В небе, хмурая как каменистые холмы, набухла туча, и трава внизу заволновалась, как море перед штормом. Кто-то сказал, что, наверное, будет дождь. Но никто не хотел уходить – ни раненый, расправлявшийся уже со второй бутылкой вина, ни дети, которые, обнаружив эхо, кричали радостные песни в долину. Все это похоже было на праздничную встречу, и мы потянулись к поезду так, словно каждый хотел уйти оттуда последним. Старика в тюрбане из моей рубашки поместили в вагон первого класса, и над ним хлопотали несколько заботливых дам.
В нашем купе пыльная мать угрюмо сидела в прежней позиции. Участвовать в общей суете было ниже ее достоинства. Она устремила на меня сверкающий взгляд. «Bandidos», – произнесла она с мрачным ненужным нажимом.
Поезд тронулся так медленно, что в окно свободно влетали и вылетали бабочки.
Фонтана-Веккья
(1951)
Fontana Vecchia, Фонтана-Веккья, Старый фонтан – так называется дом. Pace, «мир» – это слово вырезано на каменном пороге. Фонтана нет; что-то очень близкое к миру, думаю, было. Дом розовый, стоит над сбегающей к морю долиной олив и миндаля. В ясные дни за проливом виден мысок итальянского сапога – полуостров Калабрия. Позади нас каменистая, извилистая тропа, по которой ходят крестьяне, их ослы и козы; она идет под горой в город Таормину. Жизнь – как будто в самолете или на корабле, вознесенном волной цунами: всякий раз, когда посмотришь из окна или выйдешь на террасу, на миг возникает чувство, что ты, как эта белая голубиная карусель в небе, повис между горами и над морем. Простор уменьшает детали пейзажа до ручного размера: кипарисы – маленькие, как зеленые писчие перья, любое проходящее судно можно подержать на ладони.

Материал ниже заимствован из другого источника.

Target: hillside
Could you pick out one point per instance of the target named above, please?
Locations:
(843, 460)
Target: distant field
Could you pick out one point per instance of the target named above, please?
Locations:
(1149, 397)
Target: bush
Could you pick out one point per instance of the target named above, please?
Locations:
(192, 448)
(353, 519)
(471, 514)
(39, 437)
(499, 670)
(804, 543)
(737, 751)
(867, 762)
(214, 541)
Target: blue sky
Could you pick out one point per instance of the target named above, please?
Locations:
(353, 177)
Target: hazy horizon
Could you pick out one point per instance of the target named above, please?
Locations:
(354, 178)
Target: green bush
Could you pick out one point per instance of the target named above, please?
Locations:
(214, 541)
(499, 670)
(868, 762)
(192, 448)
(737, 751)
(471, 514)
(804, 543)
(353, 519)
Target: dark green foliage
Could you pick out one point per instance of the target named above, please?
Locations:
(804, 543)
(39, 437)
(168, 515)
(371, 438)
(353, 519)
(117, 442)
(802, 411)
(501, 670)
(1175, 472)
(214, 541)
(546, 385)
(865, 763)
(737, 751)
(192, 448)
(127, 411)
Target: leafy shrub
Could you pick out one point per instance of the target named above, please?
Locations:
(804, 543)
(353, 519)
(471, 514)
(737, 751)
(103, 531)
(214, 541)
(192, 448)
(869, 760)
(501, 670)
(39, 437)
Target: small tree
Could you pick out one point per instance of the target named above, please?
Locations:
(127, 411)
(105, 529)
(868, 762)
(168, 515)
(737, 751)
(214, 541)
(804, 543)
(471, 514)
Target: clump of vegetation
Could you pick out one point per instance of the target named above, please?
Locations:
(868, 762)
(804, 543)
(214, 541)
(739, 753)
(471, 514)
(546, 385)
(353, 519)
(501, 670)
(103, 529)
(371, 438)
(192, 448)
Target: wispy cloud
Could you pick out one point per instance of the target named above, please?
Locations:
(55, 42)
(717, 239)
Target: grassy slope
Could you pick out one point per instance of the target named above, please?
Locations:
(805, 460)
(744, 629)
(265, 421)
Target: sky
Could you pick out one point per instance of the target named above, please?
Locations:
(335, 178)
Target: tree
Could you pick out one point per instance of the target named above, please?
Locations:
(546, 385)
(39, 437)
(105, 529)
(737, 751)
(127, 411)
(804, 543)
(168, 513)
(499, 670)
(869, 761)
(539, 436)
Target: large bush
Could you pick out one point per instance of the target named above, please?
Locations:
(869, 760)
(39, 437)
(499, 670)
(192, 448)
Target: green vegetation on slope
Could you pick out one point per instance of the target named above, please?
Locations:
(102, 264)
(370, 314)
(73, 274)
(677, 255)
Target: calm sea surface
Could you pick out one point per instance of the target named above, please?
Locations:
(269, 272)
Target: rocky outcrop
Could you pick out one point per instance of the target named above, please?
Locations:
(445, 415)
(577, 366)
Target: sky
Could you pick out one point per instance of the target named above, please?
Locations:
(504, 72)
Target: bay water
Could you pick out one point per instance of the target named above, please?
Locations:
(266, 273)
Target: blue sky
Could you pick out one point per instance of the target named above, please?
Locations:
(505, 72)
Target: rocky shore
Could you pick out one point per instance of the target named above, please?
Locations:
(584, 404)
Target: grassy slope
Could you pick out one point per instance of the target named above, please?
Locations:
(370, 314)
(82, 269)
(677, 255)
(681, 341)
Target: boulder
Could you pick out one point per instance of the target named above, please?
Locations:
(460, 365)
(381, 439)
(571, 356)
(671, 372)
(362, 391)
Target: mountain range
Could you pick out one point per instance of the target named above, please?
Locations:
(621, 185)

Перед рассветом, когда уходящие звезды проплывают за окном спальни, толстые, как совы, на крутой и местами опасной горной тропе наверху раздается шум. Это крестьяне целыми семьями направляются на рынок в Таормине. Из-под копыт спотыкающихся, перегруженных осликов катятся камни, слышатся взрывы смеха, качаются фонари, будто сигналя ночным рыбакам внизу, которые как раз выбирают сети. Позже крестьяне и рыбаки встречаются на рынке: народ невысокий, примерно как японцы, но крепкий; в их жилистой ореховой твердости есть даже какой-то избыток жизни. Если вы усомнились в свежести рыбы, спелости инжира – тут они большие артисты. Si buono[27]: вам пригнут голову, чтобы понюхали рыбу, и объяснят с экстатическим и угрожающим закатыванием глаз, какая она вкусная. Я всегда робею; местные – нет: они невозмутимо перебирают маленькие помидорчики и не постесняются понюхать рыбу или ушибить костяшками дыню. Покупки и приготовление еды – проблема универсальная, я знаю; но после нескольких месяцев на Сицилии даже самая опытная домохозяйка должна остерегаться ловушки… Нет, преувеличиваю: фрукты, по крайней мере в начале их сезона, более чем великолепны, рыба всегда хорошая и паста надежна. Мне говорили, что можно найти и съедобное мясо; не знаю, мне не посчастливилось. Кроме того, небогат выбор овощей; зимой и яйца – редкость. Беда, конечно, в том, что мы готовить не умеем; но, боюсь, наша кухарка – тоже. Она живая девушка, очаровательная, немного суеверная: счета за газ, например, у нас порой астрономические – она плавит на плите в огромных количествах свинец и разливает по формам с разными изображениями. Пока она придерживается простых сицилийских блюд, действительно простых и действительно сицилийских, их, скажем так, можно есть.